Projects

Arbiter

Work in Progress

Arbiter is an open-source permissioned signing service for cryptocurrency wallets. It runs as a background daemon with an optional desktop client for vault management.

Core guarantee. The vault never exposes private key material under any circumstances. It only produces a signature when the request satisfies the policies configured by the owner — automation tools and SDK clients get exactly the access they were granted, nothing more.

Authentication. Every peer — whether a management client or an automation tool — authenticates via public-key challenge-response. The server issues a nonce-based challenge, the peer signs it, and the server verifies before allowing any operations.

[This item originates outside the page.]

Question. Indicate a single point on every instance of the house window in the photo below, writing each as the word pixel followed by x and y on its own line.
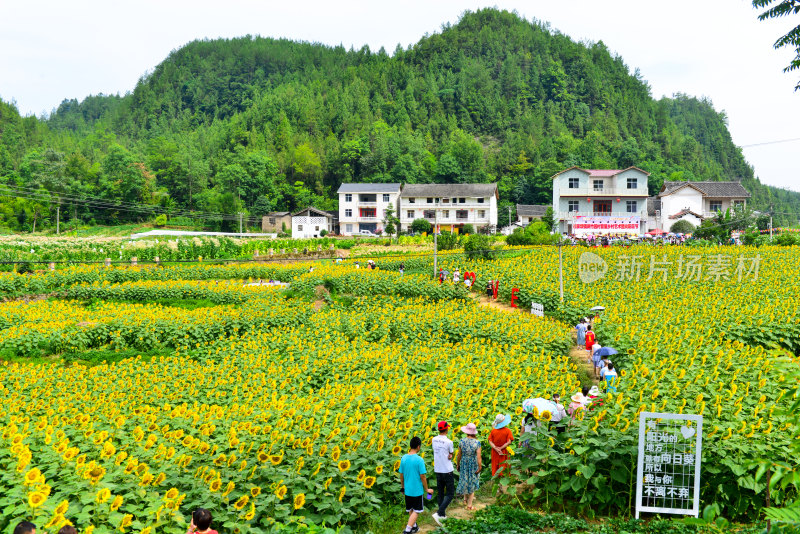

On first run, a one-time bootstrap token registers the first management client; all subsequent SDK clients must be explicitly approved by an already-registered owner.

Key hierarchy. Keys are arranged in three layers: a user password derives the root key, and the root key encrypts individual wallet keys. This means password rotation only re-encrypts the root key — not every wallet — and root key rotation is independent of the user’s password. Everything at rest is encrypted with versioned symmetric AEAD; the vault automatically migrates older entries to the current scheme on unseal.

Vault lifecycle. On startup, Arbiter boots in a Sealed state and cannot produce any signatures. To unseal, the management client encrypts the password with a server-generated one-time key and sends the ciphertext — the plaintext password never travels over the wire. Once unsealed, the root key is held in a hardened memory cell protected against dumps, page swaps, and hibernation files.

Permission engine. SDK clients have zero access by default. Grants are issued explicitly by the vault owner, scoped to a specific wallet and chain. For EVM chains, Arbiter decodes known contract calls and presents them with human-readable meaning (e.g., “transfer 500 USDT to 0x…”), enforcing configurable volume limits, rate limits, and time-window restrictions per grant. Unknown contracts can also be permitted with transaction count and rate caps. Nonce management is handled automatically to prevent replay attacks.